‘Vênus negra’ aborda colonialismo e racismo na Europa

Filme conta história real de sul-africana explorada como atração de circo.

Atuação da atriz cubana Yahima Torres é o destaque do longa-metragem.

Sem nenhuma pretensão a ser didático, “Vênus negra”, o contundente novo drama do tunisiano radicado na França Abdellatif Kechiche (“O segredo do grão”) atravessa uma série de temas — o colonialismo, o racismo e o machismo, os mais evidentes.

Que a história, apesar de ambientada no início do século 19, tenha tanta ressonância numa Europa que ergue barreiras crescentes aos imigrantes, não é mera coincidência.

Ao centro do filme, roteirizado pelo próprio Kechiche e Ghalia Lacroix, há uma personagem real cuja biografia é repleta de pontos obscuros. Pelas próprias características de sua vida curta e oprimida, nunca se saberá tudo sobre a sul-africana Saartje Baartman (a impressionante estreante cubana Yahima Torres).

Suas formas mais do que generosas, que lhe valeram o apelido de “Vênus hotentote”, falaram mais alto do que ela. Saartje, que sonhava em ser artista na Europa, como foi na África, acabou refém de uma situação de virtual escravidão não só em relação ao patrão Hendrick Cezar (Andre Jacobs), como frente ao olhar com que uma mulher, africana, imigrante e despossuída foi encarada. Mesmo cientistas não foram menos voyeurs.

Show de horror

Ela parte da África para Londres em 1810 com Cezar, que promete fazê-la rica com apresentações de sua dança. Ao invés disso, ela é coagida a apresentar-se em shows de mau gosto, em que sai de uma jaula, simulando atacar o público, como se fosse uma selvagem. Nesses espetáculos, usa uma roupa colante que deixa em evidência a particularidade de seu corpo.

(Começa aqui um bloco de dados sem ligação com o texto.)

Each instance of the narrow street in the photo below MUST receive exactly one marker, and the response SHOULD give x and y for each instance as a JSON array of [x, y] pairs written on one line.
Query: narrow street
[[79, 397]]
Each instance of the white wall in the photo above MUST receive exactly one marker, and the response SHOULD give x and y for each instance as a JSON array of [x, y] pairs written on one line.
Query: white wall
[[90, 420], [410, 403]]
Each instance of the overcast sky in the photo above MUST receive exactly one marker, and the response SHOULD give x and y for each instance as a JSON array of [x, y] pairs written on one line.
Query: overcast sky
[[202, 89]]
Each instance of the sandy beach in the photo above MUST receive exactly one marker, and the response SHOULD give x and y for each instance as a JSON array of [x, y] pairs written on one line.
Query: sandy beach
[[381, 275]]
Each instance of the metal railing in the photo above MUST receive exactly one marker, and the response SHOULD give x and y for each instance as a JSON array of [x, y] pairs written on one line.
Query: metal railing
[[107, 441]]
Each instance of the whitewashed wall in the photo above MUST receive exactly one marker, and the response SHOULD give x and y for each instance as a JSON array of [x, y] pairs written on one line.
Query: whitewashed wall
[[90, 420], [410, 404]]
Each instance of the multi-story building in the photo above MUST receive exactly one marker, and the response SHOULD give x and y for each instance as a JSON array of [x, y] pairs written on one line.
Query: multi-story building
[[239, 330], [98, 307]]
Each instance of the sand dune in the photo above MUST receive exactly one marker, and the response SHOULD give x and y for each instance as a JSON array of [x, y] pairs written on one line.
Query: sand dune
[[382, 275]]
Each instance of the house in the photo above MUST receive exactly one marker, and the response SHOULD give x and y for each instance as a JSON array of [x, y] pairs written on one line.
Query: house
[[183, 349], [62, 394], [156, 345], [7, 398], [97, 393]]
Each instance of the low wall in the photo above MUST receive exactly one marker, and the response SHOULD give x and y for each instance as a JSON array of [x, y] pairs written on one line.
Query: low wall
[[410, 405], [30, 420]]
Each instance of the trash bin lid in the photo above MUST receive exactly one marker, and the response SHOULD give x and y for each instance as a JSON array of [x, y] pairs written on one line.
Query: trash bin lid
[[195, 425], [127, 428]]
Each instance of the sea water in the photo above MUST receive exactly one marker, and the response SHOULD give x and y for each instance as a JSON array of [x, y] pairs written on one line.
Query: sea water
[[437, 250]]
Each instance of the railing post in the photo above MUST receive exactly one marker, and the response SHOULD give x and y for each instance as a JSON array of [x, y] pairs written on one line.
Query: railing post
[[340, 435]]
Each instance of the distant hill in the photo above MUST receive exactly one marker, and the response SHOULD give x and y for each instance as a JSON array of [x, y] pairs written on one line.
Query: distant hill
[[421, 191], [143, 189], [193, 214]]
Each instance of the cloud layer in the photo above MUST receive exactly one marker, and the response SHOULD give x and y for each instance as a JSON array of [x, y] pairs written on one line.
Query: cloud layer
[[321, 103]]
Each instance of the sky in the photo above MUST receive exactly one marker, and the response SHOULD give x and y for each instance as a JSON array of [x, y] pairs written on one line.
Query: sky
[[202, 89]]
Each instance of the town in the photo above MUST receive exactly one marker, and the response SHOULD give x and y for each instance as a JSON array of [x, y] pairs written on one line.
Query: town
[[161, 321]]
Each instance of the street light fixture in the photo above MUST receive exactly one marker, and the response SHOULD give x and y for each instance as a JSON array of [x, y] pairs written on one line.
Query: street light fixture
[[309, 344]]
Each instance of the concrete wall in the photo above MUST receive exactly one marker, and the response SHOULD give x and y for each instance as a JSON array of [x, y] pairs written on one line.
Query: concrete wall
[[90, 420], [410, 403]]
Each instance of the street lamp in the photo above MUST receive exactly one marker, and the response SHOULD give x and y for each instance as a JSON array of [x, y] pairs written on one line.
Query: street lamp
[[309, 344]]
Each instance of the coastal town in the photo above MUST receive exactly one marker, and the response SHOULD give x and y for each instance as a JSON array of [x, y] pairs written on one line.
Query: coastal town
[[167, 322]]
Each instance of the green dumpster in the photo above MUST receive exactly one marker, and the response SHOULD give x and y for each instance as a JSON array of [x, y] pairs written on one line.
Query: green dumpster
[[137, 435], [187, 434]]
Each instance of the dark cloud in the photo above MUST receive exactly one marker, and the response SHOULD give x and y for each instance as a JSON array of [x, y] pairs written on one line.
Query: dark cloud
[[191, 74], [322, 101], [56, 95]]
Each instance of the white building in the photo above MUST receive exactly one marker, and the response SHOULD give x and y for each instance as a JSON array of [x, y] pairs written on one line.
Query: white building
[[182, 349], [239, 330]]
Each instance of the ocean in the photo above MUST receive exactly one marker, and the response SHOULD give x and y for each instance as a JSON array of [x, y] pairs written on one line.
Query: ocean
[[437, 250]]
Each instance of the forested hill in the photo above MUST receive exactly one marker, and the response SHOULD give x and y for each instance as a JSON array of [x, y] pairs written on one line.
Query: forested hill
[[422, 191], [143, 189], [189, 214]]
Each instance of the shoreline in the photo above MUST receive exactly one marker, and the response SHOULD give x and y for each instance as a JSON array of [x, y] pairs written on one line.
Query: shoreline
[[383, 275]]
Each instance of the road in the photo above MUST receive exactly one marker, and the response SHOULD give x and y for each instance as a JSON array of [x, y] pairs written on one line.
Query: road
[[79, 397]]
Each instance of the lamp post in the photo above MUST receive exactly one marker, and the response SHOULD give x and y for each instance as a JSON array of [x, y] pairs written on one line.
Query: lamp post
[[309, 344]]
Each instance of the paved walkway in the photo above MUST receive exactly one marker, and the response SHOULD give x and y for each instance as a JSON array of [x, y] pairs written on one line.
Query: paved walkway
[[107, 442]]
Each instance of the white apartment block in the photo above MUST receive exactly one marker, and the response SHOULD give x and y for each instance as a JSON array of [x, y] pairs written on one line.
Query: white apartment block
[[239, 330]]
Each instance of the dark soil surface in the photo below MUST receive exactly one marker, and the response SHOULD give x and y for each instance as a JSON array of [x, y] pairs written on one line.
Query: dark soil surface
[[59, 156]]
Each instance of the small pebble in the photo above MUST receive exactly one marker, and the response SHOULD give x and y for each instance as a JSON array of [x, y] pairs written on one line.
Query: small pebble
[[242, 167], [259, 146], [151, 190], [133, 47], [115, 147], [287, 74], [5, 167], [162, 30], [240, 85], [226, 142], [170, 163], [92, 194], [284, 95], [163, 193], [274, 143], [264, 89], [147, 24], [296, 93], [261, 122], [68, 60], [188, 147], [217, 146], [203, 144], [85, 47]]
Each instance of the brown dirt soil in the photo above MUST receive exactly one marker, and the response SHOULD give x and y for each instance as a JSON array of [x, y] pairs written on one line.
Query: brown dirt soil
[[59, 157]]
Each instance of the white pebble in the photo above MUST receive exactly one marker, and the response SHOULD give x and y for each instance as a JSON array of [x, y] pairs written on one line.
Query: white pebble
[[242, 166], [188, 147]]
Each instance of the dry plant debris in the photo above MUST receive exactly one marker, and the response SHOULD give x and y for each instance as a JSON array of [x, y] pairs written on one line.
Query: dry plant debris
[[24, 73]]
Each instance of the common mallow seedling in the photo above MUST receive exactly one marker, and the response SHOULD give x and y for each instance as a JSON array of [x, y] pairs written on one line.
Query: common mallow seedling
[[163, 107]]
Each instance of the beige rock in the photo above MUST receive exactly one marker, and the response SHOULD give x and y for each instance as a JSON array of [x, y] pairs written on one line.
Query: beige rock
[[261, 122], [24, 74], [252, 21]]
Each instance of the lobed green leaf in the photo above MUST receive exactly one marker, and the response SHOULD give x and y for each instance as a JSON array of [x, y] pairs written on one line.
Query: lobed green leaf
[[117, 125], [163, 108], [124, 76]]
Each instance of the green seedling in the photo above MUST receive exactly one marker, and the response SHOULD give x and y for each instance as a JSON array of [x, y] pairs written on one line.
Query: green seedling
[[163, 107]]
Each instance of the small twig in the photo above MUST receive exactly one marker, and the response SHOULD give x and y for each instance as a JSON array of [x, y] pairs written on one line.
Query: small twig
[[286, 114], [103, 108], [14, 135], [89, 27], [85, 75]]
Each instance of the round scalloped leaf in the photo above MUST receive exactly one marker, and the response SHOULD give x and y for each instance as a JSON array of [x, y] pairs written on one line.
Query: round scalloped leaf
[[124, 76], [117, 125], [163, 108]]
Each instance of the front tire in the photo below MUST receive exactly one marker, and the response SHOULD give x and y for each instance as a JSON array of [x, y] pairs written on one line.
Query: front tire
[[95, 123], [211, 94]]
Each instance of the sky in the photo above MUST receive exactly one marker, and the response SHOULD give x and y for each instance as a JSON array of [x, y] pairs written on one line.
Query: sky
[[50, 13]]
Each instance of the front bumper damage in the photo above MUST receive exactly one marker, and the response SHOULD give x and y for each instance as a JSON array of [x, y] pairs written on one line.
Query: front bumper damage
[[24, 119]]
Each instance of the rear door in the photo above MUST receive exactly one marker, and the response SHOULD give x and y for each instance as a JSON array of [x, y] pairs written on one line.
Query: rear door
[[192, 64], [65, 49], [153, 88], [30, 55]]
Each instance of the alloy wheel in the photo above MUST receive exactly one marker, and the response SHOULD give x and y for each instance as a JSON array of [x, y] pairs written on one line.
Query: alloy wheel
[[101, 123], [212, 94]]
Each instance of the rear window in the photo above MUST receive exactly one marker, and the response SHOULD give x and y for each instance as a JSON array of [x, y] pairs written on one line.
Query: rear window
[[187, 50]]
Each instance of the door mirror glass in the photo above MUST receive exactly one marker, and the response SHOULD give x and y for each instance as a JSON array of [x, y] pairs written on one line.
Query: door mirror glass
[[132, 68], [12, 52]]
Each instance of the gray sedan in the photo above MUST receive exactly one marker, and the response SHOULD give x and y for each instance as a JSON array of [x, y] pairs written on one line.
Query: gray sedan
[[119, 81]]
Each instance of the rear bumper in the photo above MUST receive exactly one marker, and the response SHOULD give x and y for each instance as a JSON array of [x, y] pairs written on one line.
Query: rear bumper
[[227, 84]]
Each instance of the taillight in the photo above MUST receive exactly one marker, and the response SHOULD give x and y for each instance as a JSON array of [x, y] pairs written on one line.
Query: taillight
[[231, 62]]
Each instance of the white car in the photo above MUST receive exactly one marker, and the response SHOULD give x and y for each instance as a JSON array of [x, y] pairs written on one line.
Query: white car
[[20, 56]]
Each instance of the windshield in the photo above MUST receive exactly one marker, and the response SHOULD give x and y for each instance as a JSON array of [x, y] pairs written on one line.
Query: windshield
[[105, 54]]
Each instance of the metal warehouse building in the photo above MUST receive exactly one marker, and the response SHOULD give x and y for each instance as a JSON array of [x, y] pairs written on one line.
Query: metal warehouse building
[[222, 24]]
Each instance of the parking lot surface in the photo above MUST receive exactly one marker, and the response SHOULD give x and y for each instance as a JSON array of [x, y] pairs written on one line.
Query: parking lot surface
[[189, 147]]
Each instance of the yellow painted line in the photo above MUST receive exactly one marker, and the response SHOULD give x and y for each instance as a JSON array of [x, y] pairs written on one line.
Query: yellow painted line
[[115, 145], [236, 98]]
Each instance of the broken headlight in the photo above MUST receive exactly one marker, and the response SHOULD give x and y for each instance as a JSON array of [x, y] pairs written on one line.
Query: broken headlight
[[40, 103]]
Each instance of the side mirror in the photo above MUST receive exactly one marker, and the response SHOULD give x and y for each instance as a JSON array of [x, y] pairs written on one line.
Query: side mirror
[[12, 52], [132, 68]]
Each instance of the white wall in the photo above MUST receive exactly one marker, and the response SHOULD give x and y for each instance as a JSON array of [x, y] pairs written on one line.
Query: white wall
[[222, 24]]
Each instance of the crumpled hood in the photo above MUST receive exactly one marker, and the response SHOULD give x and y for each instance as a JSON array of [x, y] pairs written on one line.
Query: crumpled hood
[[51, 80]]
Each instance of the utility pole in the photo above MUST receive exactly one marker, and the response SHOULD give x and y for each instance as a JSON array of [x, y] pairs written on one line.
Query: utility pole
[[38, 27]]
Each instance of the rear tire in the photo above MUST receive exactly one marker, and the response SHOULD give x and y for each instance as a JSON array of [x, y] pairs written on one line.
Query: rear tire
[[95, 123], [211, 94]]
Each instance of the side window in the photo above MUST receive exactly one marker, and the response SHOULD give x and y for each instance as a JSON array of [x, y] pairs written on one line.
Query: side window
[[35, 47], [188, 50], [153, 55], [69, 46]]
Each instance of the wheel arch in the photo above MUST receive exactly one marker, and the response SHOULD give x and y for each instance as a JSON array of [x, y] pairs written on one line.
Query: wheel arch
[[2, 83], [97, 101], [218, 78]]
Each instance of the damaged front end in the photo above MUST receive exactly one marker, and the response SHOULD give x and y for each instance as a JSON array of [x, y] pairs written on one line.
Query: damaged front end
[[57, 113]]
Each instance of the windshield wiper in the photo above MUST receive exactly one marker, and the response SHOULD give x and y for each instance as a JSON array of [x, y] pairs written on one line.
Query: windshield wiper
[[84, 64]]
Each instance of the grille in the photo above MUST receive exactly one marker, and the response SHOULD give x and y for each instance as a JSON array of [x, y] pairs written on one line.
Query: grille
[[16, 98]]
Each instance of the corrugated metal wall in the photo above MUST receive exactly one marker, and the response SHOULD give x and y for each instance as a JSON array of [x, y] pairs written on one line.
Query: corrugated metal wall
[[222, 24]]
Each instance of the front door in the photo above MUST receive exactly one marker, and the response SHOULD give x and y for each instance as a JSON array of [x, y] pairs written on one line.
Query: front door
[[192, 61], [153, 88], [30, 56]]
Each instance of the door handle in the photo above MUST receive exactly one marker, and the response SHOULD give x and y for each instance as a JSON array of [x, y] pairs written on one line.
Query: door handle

Muitos espectadores gritam obscenidades e tentam tocá-la.

A exploração de Saartje chama a atenção de um tribunal, onde ela não denuncia o patrão, apesar de ter a oportunidade. Este é um dos mistérios da moça, que pouco fala e bebe muito. Uma nova viagem, desta vez a Paris, piora sua situação. Explorada por um empresário circense (Olivier Gourmet, de “O filho”), ela torna-se a principal atração de festas privadas em que os convidados tocam seu corpo.

Mesmo quando é alcançada por cientistas, como o anatomista Georges Cuvier (François Marthouret), nem assim consegue ser tratada como um ser humano.

Exposição

Saartje é objeto de uma curiosidade que desconsidera seus pudores e sua vontade. Os cientistas veem nela não mais do que um animal exótico, uma situação que persistirá mesmo após a sua morte, em 1815. Seu esqueleto e alguns de seus órgãos ficaram em exibição no Museu do Homem, em Paris, até 2002, quando o presidente sul-africano Nelson Mandela requereu formalmente que seus restos fossem enviados ao seu país natal para o sepultamento.

Fixando sua câmera em torno de sua formidável protagonista, o diretor Kechiche estende as sequências, inclusive as da insuportável exposição de Saartje. Nesse tempo alongado, procura, de algum modo, que o espectador compartilhe o calvário da personagem e tente entender o mistério de seu silêncio. E a história fica na carne e na memória de quem vê.